In her article, “Dramatic Pointillism: The Examples of Holz and Schlaf’s “Die Familie Selicke” and Maeterlinck’s “L’intruse,“” Gail Finney attempts to connect the literature of the fin de siècle, the artistic style of pointillism, and the philosophy of consistent naturalism to show how the worldview of the time period was shifting. The article begins with an overview pointillism: its emphasis on the dot and the manipulation of light resulting in the blending of dots on the canvas to form a coherent work of art (citing Georges Seurat’s use of a mixture of individual blue and yellow dots to create the appearance of green from the perspective of the viewer in his Un dimanche après-midi sur l’isle de la Grande Jatte). Finney links this to the consistent naturalism of Arno Holz, specifically stressing its “democratic monism,” a principle which states that each object has significance and each individual occurrence in an event is relevant to the makeup of that event.

Finney moves on to discussing how elements of these scientifically based movements appeared in the structural and narrative elements of Die Familie Selicke and L’intruse. In the former work the seemingly fragmented speech patterns of the characters are incoherent at times if looked at singularly, word by word, but come together to form a coherent play. In the latter the singular events of the story are all treated as equally important, although they at times are seemingly irrelevant, and by the work’s conclusion have formed the dots of a larger painting.

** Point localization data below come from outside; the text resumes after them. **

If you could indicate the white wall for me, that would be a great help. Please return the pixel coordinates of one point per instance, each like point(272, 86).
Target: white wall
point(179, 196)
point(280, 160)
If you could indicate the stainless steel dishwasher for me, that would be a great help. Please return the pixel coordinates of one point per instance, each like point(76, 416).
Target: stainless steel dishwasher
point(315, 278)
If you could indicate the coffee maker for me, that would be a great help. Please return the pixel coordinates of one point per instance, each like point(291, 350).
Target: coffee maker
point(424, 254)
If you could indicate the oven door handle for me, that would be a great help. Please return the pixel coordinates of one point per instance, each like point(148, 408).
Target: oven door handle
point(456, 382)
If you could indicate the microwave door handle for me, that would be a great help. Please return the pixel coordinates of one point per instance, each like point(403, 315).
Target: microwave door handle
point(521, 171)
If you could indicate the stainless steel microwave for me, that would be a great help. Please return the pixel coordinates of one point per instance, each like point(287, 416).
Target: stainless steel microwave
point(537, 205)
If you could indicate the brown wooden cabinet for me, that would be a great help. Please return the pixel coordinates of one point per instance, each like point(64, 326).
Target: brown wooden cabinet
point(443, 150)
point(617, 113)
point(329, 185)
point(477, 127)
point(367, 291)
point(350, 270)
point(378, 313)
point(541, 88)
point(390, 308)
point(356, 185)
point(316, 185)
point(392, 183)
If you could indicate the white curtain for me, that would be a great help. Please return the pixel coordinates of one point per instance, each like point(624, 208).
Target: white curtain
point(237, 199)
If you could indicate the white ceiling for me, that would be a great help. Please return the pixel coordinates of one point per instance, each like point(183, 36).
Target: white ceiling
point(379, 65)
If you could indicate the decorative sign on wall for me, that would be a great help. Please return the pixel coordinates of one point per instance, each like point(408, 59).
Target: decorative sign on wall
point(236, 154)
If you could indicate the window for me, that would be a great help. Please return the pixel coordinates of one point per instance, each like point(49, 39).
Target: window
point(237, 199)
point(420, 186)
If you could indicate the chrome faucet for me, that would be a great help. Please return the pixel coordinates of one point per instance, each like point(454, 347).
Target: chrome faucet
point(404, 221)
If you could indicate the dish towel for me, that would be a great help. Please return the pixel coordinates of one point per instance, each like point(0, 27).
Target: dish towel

Finney concludes with the argument that that these similarities and the atomization of reality, art, and literature point to a loss of a holistic world view in favor of one which implicates a fragmentation and abstraction of reality upon closer inspection.

—Mark-Allan Donaldson


Taroff, Kurt. “Home Is Where the Self Is: Monodrama, Journey Play Structure, and the Modernist Fairy Tale.” Marvels & Tales 28.2 (2014): 325-345. MLA International Bibliography. Web. 31 Mar. 2016.

This essay, though not devoting its discussion entirely to Maurice Maeterlinck, nevertheless situates the playwright’s work within the context of the symbolic avant-garde. The author primarily shapes his discussion around the relationship between Maeterlinck’s The Blue Bird and L. Frank Baum’s The Wonderful Wizard of Oz—both fantastical works of children’s literature that have endured in their original forms while also enjoying revivals as popular Technicolor films in the first half of the twentieth century. By examining these two works in proximity, the author constructs a dialogue between journey narratives and psychological interiority as characteristic of the emerging experimental “Monodrama” to which not only Maeterlinck but Ibsen and Strindberg as well were chief contributors (326). This term he takes from Nikolai Evreinov’s 1912 essay “Introduction to Monodrama,” though he then continues to chart a course from this intensely interior dramatic form to the popular children’s tales in which those elements also appear. This author poses that Maeterlinck works both within and against this new form in The Blue Bird by splitting his singular or “mono” perspective into two via the sibling characters Tyltyl and Mytyl. Finally, he offers that fairy stories might provide much more insight into a character’s psyche precisely because of their language of symbolism, and that Maeterlinck’s plays perhaps endure because of his utilization of, rather than resistance against, these fantastic forms in the modern age.